Amber
Dergi binasına geri dönüş yolu boyunca kendime sürekli aynı şeyi tekrarlamıştım. Paniğe kapılma. Her şey güzel olacak. Paniğe kapılma. Her şey güzel olacak. Paniğe kapılma...
Ama yine de binaya girince kendimi Kendra'nın yanına attım. Meşguldü, zaten normalde de hep meşgul olurdu ama bu arkadaşlığımızı yürütmemize hiçbir zaman engel olmamıştı. Kendra, derginin moda çekimlerinden sorumluydu. Dergiye gönderilen kıyafetlerin hepsi onun elinden geçer ve ancak onun değer gördükleri çekime eklenirdi. Kombinler konusunda hayatımda kimsede, belki bir kişi hariç, görmediğim bir yeteneğe sahipti. Bir araya getirmeyi asla düşünmeyeceğim parçaları karıştırıp birbirine yakıştırmanın bir yolunu her zaman bulurdu ve her stile uygun bir şeyler çıkartmakta asla zorlanmazdı. Onu sektörün gözbebeği haline getiren de bu çok yönlülüğüydü zaten.
Şimdi de oradan oraya koşturuyor, zavallı asistanının ödünü patlatıyordu.

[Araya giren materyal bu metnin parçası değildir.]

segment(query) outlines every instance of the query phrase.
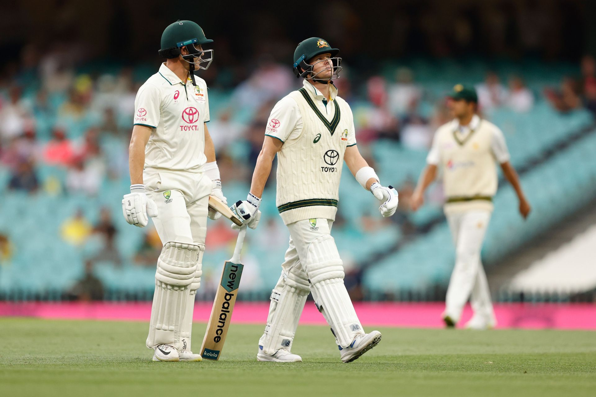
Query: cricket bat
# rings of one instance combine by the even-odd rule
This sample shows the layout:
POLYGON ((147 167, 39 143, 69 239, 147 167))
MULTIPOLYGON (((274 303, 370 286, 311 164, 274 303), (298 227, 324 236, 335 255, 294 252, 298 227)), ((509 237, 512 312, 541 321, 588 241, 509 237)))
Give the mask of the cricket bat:
POLYGON ((245 226, 240 228, 238 233, 232 258, 224 264, 221 281, 218 286, 213 307, 211 309, 211 317, 209 317, 205 337, 201 346, 201 357, 207 360, 219 360, 224 349, 229 322, 232 319, 232 311, 236 303, 242 270, 244 267, 240 263, 240 251, 242 251, 246 235, 245 226))
POLYGON ((238 219, 238 217, 232 212, 228 205, 224 204, 223 201, 215 196, 209 196, 209 207, 234 222, 236 225, 242 226, 242 221, 238 219))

Kendimi koltuklardan birine bırakıp iş yoğunluğunun biraz olsun dinmesini bekledim. Bu halde çalışırken onu izlemek bana iyi hissettiriyordu. Bir çeşit meditasyon gibi, bir metronomun ritmik hareketlerini izlemek gibiydi onu izlemek. Üç adım ileri. Dur. Karıştırılan askıların şıkırtısı. Dört adım geri. Dur. Birbirine karışmış aksesuarların şıngırtısı. Beş adım sağa. Dur. Seçilecek ayakkabı topuklarının tıkırtısı. Kendine has bir ritmi vardı, adımlarını hep aynı aralıkta atıyor, dans eder gibi hep öne, geriye, sağa ve sola doğru hareket ediyordu.
Modayla ilgili rahatlatıcı bulduğum tek şey, Kendra'nın çekim öncesi koşuşturmacasıydı ki ona sorsak bu, onun modayla ilgili sevdiği yanlardan biri değildi.

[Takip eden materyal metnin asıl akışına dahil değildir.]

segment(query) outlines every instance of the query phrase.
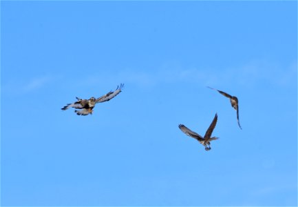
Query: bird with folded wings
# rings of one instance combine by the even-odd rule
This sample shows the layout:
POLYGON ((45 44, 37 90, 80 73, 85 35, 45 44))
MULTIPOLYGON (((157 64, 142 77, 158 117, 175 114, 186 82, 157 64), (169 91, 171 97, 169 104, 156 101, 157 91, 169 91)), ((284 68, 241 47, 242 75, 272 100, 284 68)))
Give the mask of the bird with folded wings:
POLYGON ((213 130, 215 128, 217 121, 217 114, 216 113, 215 116, 213 118, 213 120, 212 121, 212 123, 210 124, 209 128, 206 132, 204 137, 200 135, 199 134, 193 132, 192 130, 189 129, 183 124, 179 124, 178 127, 185 135, 197 139, 200 144, 202 144, 205 147, 205 150, 208 151, 211 149, 211 148, 210 147, 210 141, 218 139, 218 137, 211 137, 212 132, 213 132, 213 130))
POLYGON ((231 105, 232 107, 237 111, 237 121, 238 121, 238 126, 240 128, 240 129, 242 129, 242 128, 240 126, 240 122, 239 121, 239 105, 238 105, 238 99, 236 97, 231 96, 229 94, 227 94, 225 92, 223 92, 220 90, 217 90, 213 88, 211 88, 209 86, 207 86, 210 89, 217 90, 218 92, 220 92, 221 95, 225 96, 226 97, 228 98, 231 101, 231 105))
POLYGON ((108 101, 118 95, 122 90, 121 89, 123 88, 124 84, 121 83, 117 86, 117 88, 114 91, 110 91, 106 95, 101 96, 100 97, 96 99, 92 97, 89 99, 82 99, 78 97, 76 97, 77 101, 72 103, 68 103, 65 106, 61 108, 63 110, 65 110, 70 108, 74 108, 76 109, 74 112, 78 115, 87 115, 89 114, 92 115, 93 112, 93 108, 95 106, 95 104, 97 103, 102 103, 105 101, 108 101))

Onu izlerken sabah Tris'le konuştuklarım aklıma geldi. Bir köşem olması fikri midemde çırpınan balıklar varmış gibi hissetmeme sebep oluyordu. Üniversiteden mezun olurken yirmi beş yaşıma gelmeden adı bilinen bir yazar olacağıma çok inanıyordum. Sonuçta okulu en iyi notlarla bitirmiştim. Ünlü olmak gibi bir hayalim yoktu ama en azından bir okuyucu kitlesi edineceğimi hayal etmek beni heyecanlandırıyordu.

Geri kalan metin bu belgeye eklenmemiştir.